BISMILLAHIRRAHMANIRRAHIM

Al-Faqiir ilaa Ridhaa Rabbihi Eka Wahyu Hestya Budianto

6. PERKARA YANG DIMAKRUHKAN SEWAKTU BERWUDHU

Menurut ulama madzhab Hanafi, hukum makruh terbagi menjadi dua jenis, yaitu makruh tahrim dan makruh tanzih. Makruh tahrim adalah hukum makruh yang lebih dekat kepada hukum haram. Meninggalkan makruh jenis ini adalah wajib. Menurut mereka, jika disebut makruh, maka yang dimaksudkan adalah makruh tahrim. Adapun makruh tanzih adalah suatu perbuatan yang lebih utama ditinggalkan. Ini artinya makruh yang berlawanan dengan keutamaan.
Oleh sebab itu, jika mereka menyebutkan suatu hukum dengan makruh, maka wajiblah dilihat kepada dalilnya. Jika hukum makruh itu mengandung perintah secara zhanni, maka ia adalah makruh tahrim kecuali jika terdapat suatu dalil yang mengubah kepada hukum sunnah. Jika dalil itu tidak menunjukkan hukum yang diperintah, malah ia menunjukkan supaya ditinggalkan tetapi dalam bentuk yang tidak kuat, maka ia adalah makruh tanzih.
Jumhur ulama selain ulama madzhab Hanafi tidak membedakan antara kedua jenis makruh tersebut. Hukum makruh pada pendapat mereka ialah makruh tanzih. Dalam kitab-kitab disebutkan (Ad-Durrul Mukhtar jilid 1 halaman 121-123; Muraqil Falah halaman 13; Asy-Syarhush Shaghir jilid 1 halaman 126-129; Asy-Syarhul Kabir jilid 1 halaman 126; Al-Hadramiyyah halaman 114; Kasysyaful Qina’ jilid 1 halaman 118-120), orang yang berwudhu dimakruhkan melakukan suatu perbuatan yang bertentangan dengan adab yang disunnahkan (ulama Syafi’i mengatakan yang dimakruhkan hanyalah meninggalkan sunnah mu’akkadah saja), yang terpenting ialah sebagai berikut.

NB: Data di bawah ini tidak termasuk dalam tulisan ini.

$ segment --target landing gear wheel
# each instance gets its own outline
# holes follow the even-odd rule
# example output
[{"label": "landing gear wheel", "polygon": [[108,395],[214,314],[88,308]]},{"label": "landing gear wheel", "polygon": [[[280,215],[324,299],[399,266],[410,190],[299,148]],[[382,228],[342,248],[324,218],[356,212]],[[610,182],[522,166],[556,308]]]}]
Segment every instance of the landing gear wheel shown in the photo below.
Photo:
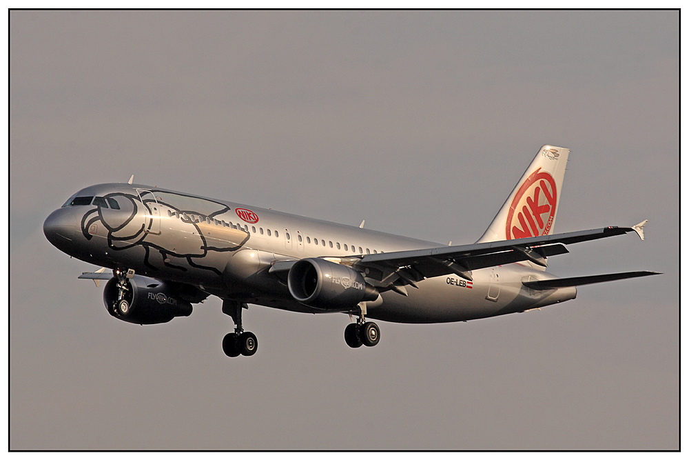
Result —
[{"label": "landing gear wheel", "polygon": [[130,312],[129,302],[124,299],[118,301],[116,303],[115,303],[115,312],[116,312],[121,317],[125,317],[127,314],[129,314]]},{"label": "landing gear wheel", "polygon": [[357,329],[357,325],[354,323],[351,323],[344,328],[344,341],[352,348],[358,348],[361,346],[361,337]]},{"label": "landing gear wheel", "polygon": [[258,341],[254,332],[243,332],[237,341],[237,348],[244,356],[251,356],[258,350]]},{"label": "landing gear wheel", "polygon": [[223,351],[230,358],[239,356],[240,350],[237,346],[237,334],[230,332],[223,339]]},{"label": "landing gear wheel", "polygon": [[364,323],[361,328],[361,341],[367,347],[377,345],[380,341],[380,330],[378,325],[373,322]]}]

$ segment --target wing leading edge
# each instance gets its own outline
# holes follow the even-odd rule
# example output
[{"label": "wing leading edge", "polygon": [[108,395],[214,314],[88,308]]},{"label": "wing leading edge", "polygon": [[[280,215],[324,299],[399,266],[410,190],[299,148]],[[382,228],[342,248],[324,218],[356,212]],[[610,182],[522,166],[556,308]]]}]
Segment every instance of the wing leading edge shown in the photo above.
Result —
[{"label": "wing leading edge", "polygon": [[366,254],[351,265],[362,270],[368,268],[368,277],[376,280],[378,287],[390,286],[398,280],[400,280],[398,284],[414,286],[415,281],[451,273],[471,280],[471,270],[480,268],[523,261],[545,266],[546,257],[568,252],[563,245],[629,232],[639,234],[640,226],[605,227],[519,239]]},{"label": "wing leading edge", "polygon": [[625,272],[624,273],[609,273],[608,274],[593,274],[588,277],[574,277],[573,278],[556,278],[555,279],[544,279],[537,281],[522,281],[522,284],[531,289],[537,290],[544,289],[556,289],[557,288],[568,288],[569,286],[579,286],[584,284],[594,283],[605,283],[617,279],[628,278],[638,278],[648,277],[652,274],[662,274],[658,272]]}]

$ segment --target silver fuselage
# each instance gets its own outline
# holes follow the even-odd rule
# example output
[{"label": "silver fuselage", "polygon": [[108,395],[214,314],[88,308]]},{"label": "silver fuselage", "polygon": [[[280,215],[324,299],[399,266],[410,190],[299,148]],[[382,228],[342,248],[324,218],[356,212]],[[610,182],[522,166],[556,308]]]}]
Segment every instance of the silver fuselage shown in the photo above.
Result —
[{"label": "silver fuselage", "polygon": [[[276,261],[341,258],[440,246],[407,238],[143,185],[109,183],[74,197],[115,198],[120,209],[65,206],[45,221],[61,250],[108,268],[192,284],[223,299],[305,312],[286,283],[269,273]],[[68,202],[69,203],[69,201]],[[522,281],[554,278],[529,262],[424,279],[405,297],[381,292],[367,316],[402,323],[466,321],[542,307],[576,297],[576,288],[533,290]]]}]

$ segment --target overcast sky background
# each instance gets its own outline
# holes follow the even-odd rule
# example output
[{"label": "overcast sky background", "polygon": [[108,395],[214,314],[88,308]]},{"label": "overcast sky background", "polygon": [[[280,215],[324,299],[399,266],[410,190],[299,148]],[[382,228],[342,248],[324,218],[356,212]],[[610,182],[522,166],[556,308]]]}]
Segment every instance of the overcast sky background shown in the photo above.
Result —
[{"label": "overcast sky background", "polygon": [[[10,14],[12,449],[677,449],[679,13]],[[541,311],[378,321],[209,299],[140,326],[42,223],[136,181],[446,243],[537,149],[571,149],[556,231],[645,219],[551,272],[664,274]],[[101,285],[102,286],[102,285]]]}]

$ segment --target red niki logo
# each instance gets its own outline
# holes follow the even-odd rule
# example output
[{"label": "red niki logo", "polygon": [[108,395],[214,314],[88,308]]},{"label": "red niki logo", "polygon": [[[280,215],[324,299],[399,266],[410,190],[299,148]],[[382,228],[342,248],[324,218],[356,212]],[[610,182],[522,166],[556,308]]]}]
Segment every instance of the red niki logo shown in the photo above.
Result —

A. Menggunakan air dengan kadar yang melebihi keperluan syara' atau melebihi kadar yang mencukupi

Hukum ini ditetapkan jika air tersebut merupakan air yang boleh digunakan oleh orang yang berwudhu itu atau dimiliki olehnya. Jika  air tersebut adalah air yang diwakafkan untuk wudhu seperti air yang disediakan di masjid-masjid, maka menggunakannya secara boros adalah haram.
Dalil yang menunjukkan hukum makruh adalah hadits yang diriwayatkan Ibnu Majah dan yang lain dari Abdullah bin Amru ibnul Ash bahwa Rasulullah shallallahu ‘alaihi wasallam melihat Sa'ad yang sedang berwudhu lalu Rasul menegur, "Mengapa kamu berbuat boros begini?” Sa'ad bertanya, “Adakah terdapat pemborosan dalam berwudhu?" Rasul menjawab, "Ya, meskipun kamu berada di tepi sungai yang airnya mengalir." Di antara perbuatan yang dianggap sebagai boros adalah mengulangi basuhan lebih dari tiga kali, dan mengusap khuf melebihi satu kali. Menurut jumhur ulama selain ulama madzhab Syafi'i, hal itu disebabkan karena terdapat hadits yang diriwayatkan oleh Amru bin Syu'aib yang telah lalu, "Barangsiapa melebihi kadar ini atau menguranginya, maka dia tidak melakukan dengan baik, melebihi batas, dan berlaku zalim.” Hadis ini diriwayatkan oleh An-Nasa’i. Maksud kesalahan di sini adalah kesalahan meninggalkan As-Sunnah.
Yang dimaksudkan makruh di sini adalah makruh tanzih meskipun di kalangan ulama madzhab Hanafi. Kecuali jika diyakini bahwa apa yang melebihi kadar tiga kali basuhan tersebut termasuk dalam amalan wudhu, maka hukum makruh dengan kondisi seperti ini dianggap sebagai
hukum makruh tahrim oleh mereka. Ibnu Abidin telah menyebut, “Apabila disebut hukum makruh, maka yang dimaksudkan adalah makruh tanzih." Jika digunakan air secara berlebihan untuk tujuan menambah bersih atau untuk meyakinkan hati dan tujuan yang dibenarkan lainnya, maka ia tidak dianggap makruh. Begitu juga dihukumi makruh tanzih jika terlalu sedikit (bakhil) menggunakan air, sehingga tindakan membasuh menjadi seperti mengusap, yaitu apabila air yang menetes dari anggota yang dibasuh tidak jelas. Hal ini karena terdapat hadits yang menuntut kita supaya menyempurnakan wudhu. Perbuatan bakhil menggunakan air merupakan perbuatan yang bertentangan dengan hadits.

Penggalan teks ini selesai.